La Akebia tiene ramas flexibles que se prestan bien al enrollado, especialmente cuando son jóvenes. Se puede aplicar el alambre en primavera u otoño, modelando los sarmientos para definir la estructura y la dirección del crecimiento. Sin embargo, el rápido crecimiento requiere controles frecuentes, ya que el alambre puede marcar fácilmente la corteza en poco tiempo. Como alternativa, para evitar daños, se pueden utilizar tirantes o ataduras ligeras para guiar las ramas. Al ser una especie trepadora, la Akebia tiende naturalmente a enrollarse, por lo que el enrollado también puede aprovechar esta característica para crear movimientos naturales y armoniosos.
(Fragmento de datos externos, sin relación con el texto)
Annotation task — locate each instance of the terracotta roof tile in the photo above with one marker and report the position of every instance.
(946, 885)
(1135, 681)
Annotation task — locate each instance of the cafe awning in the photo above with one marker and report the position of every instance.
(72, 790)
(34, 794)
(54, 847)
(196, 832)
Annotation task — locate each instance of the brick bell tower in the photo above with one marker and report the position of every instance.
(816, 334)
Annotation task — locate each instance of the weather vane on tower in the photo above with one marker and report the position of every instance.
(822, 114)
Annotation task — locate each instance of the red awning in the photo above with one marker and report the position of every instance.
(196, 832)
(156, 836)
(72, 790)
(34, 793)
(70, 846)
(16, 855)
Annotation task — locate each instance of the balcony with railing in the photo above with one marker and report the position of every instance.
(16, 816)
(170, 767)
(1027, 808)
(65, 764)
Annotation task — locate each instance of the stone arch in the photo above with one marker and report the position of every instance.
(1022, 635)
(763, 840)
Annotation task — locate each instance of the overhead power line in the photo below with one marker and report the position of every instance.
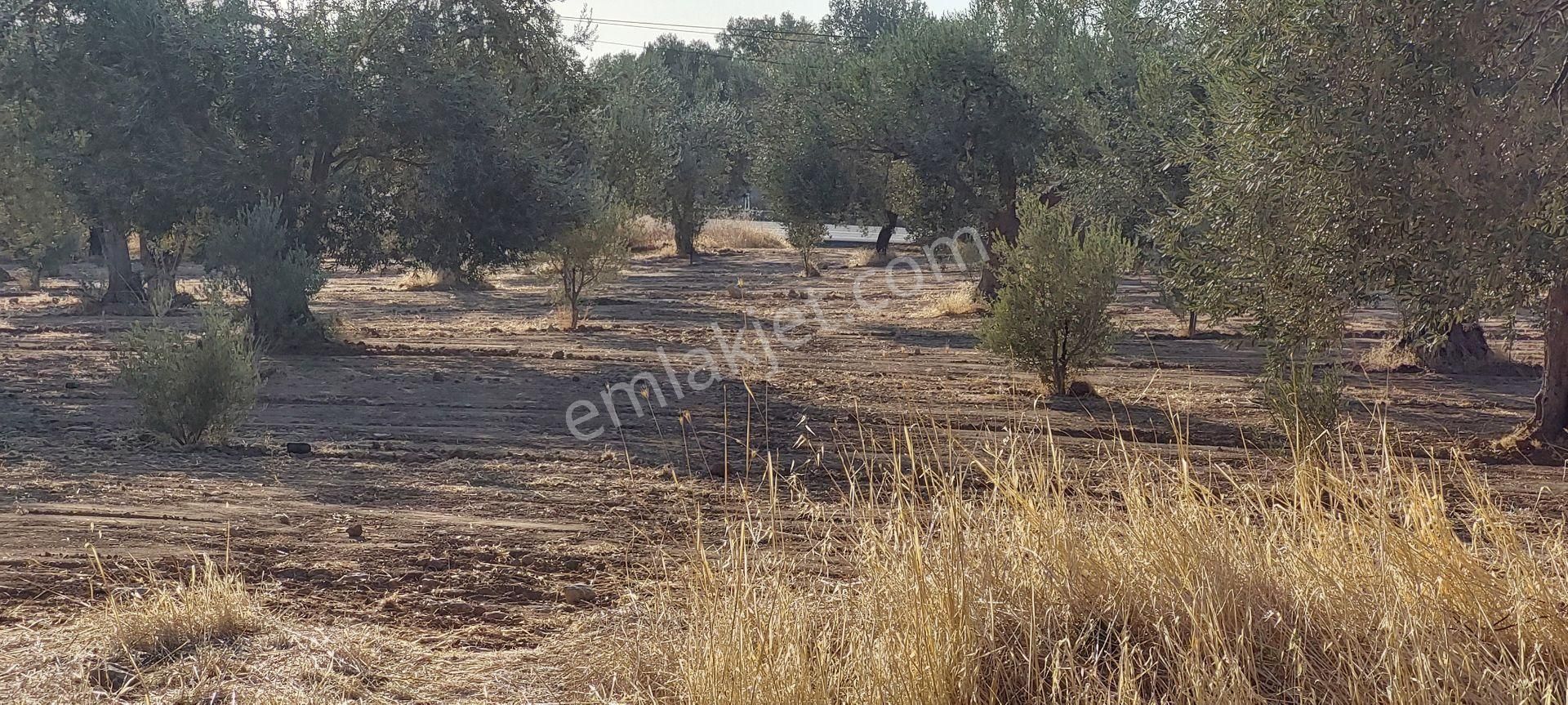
(702, 54)
(741, 33)
(719, 29)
Al ser una planta vigorosa, el bonsái Akebia necesita una fertilización regular durante todo el periodo vegetativo. En primavera se puede utilizar un fertilizante más rico en nitrógeno para estimular el crecimiento, mientras que a principios de otoño es mejor optar por un fertilizante con mayor contenido en fósforo y potasio, para favorecer la lignificación y la floración del año siguiente. Evite el abono en los meses de invierno y verano, cuando la planta ralentiza su actividad.
El bonsái de Akebia es generalmente resistente, pero puede sufrir algunos problemas si se descuida. Las hojas pueden amarillear por exceso de agua o deficiencias nutricionales, mientras que los pulgones y los ácaros pueden atacar los brotes tiernos en primavera. Una buena recirculación del aire, un riego adecuado y una nutrición equilibrada son la base para mantenerlo sano. La floración, con sus flores perfumadas, es uno de los momentos más bellos y se produce en primavera, siempre que la planta haya recibido suficiente luz y cuidados durante el año. En otoño, algunas variedades también pueden desarrollar frutos decorativos.